Most of the time, when we think of floods, we imagine a natural disaster, and that the people impacted live in a 100 year flood plain. On the east coast, basements are the part of the home usually impacted by floods. Interior floods in the home can happen to anyone with plumbing, though. Today I want to share what happened to us in mid December 2012 and hope it can help others to avoid our experience.
Interior floods in the home – our story (late 2012)
A few years back we had a large amount of water intrusion due to a refrigerator water line that broke. One surprise lead to another.
First, the apparent cause may have been a different plumbing issue: dissimilar metals, copper and galvanized steel, not properly separated. It was on one of the to-do lists that just didn’t get done fast enough. We see things like that on home inspection reports and don’t always understand the risks.

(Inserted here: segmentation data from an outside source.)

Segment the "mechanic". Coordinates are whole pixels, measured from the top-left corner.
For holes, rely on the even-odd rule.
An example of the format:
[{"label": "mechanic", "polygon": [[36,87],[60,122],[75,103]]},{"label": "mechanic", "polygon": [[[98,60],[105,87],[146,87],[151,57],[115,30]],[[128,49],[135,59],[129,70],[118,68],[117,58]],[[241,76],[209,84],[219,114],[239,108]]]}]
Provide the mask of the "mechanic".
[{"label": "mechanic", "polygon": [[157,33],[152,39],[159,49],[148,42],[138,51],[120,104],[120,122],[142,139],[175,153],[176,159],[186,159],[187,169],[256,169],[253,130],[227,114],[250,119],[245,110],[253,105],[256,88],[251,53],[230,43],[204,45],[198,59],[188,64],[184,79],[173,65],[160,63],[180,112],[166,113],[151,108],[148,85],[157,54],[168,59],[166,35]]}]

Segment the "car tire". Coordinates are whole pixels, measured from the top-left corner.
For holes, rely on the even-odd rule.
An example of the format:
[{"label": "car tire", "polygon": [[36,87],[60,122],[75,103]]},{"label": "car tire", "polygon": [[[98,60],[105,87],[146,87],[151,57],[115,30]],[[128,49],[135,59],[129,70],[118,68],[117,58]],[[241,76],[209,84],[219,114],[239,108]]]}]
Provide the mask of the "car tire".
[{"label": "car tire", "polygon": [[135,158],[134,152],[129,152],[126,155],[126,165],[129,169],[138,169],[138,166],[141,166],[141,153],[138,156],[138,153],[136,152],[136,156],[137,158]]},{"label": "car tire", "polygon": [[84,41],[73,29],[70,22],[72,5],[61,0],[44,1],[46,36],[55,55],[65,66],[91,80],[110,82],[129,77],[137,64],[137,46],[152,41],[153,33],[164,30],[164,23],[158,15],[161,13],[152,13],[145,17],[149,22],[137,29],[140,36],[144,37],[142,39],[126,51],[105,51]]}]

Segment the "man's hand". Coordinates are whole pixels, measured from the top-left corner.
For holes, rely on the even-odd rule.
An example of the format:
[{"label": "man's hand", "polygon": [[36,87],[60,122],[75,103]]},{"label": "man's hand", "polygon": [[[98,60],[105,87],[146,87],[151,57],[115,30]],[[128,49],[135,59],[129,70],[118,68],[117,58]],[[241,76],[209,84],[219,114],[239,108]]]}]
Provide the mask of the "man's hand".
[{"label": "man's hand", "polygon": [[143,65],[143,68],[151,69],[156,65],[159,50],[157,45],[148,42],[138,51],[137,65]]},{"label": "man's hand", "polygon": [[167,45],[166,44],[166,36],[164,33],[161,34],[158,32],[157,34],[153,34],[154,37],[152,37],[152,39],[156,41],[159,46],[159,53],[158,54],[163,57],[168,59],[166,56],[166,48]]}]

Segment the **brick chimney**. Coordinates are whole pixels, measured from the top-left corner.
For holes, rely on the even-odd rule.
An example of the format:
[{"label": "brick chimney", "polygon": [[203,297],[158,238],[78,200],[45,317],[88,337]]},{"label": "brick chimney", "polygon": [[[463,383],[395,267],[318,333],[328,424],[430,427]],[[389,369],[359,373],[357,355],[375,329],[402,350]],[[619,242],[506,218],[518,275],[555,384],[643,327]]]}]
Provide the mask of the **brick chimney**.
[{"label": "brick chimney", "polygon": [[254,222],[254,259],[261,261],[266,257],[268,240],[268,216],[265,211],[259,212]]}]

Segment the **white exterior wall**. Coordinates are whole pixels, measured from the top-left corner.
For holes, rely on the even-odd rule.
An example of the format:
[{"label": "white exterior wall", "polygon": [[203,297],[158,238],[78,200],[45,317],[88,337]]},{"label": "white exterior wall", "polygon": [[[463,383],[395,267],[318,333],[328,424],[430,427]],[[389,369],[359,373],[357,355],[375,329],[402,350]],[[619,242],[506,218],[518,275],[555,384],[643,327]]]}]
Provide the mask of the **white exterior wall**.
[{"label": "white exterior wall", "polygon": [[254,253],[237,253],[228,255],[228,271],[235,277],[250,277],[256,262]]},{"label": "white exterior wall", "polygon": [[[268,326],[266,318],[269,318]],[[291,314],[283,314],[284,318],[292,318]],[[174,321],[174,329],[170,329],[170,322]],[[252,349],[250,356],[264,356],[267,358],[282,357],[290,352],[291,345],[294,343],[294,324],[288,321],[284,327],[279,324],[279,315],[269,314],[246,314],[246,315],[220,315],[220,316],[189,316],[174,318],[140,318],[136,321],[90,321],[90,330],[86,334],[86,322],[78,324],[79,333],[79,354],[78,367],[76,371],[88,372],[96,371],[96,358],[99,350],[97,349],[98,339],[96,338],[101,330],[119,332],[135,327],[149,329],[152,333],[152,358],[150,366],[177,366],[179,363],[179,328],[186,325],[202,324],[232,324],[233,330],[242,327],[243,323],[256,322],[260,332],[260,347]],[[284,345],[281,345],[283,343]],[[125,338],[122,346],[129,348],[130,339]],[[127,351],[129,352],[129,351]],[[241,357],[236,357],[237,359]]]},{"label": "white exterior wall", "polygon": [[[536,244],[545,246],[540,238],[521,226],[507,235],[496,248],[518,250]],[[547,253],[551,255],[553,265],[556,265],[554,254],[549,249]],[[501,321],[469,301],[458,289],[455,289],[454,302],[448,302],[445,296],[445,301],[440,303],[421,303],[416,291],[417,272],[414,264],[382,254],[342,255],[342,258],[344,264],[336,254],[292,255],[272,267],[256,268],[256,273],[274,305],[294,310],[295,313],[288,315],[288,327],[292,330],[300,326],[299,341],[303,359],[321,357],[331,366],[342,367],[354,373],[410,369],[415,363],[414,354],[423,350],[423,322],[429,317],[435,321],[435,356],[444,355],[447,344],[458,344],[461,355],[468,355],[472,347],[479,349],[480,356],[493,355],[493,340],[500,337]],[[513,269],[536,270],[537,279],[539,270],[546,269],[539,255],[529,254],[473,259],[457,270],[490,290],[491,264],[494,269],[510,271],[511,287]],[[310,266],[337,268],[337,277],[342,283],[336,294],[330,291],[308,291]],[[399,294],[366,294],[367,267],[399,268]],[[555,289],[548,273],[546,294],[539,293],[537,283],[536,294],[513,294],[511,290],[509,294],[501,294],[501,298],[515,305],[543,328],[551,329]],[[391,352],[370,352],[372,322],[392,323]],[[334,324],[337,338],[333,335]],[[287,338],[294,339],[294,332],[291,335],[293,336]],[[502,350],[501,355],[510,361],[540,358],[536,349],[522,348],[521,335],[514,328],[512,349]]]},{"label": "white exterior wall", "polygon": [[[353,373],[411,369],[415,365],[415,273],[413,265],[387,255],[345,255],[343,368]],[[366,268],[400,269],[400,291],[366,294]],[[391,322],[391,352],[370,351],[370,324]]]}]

I first discovered the water on December 9th, 2012, when I noticed that our dining room’s carpeting didn’t look quite right – and found it damp. My initial thought was that our elderly dog had had an accident, but there was far too much liquid and it all seemed to be up against the wall backing to the kitchen, so it didn’t take long to realize that the pooch was not to blame.
The first job was finding what was wet so that it could be dried out ASAP, before mold got a foothold. The dining room was carpeted, so it was easy to simply pull the carpet back and check the underlayment. (In this image, the kitchen is to the left, and the pantry and half bath are behind the wall straight ahead.) I had a lot of calls to make to flood remediation companies, to our insurance company, etc. I was concerned about mold as I’d taken a 3 hour class in that subject at a real estate conference, so I wanted the leak stopped and the water removed immediately.
Interior floods in the home built pre-1978
Back to that first task of figuring out what was wet – the dining room was easy due to carpet. The kitchen and other nearby areas were a different story.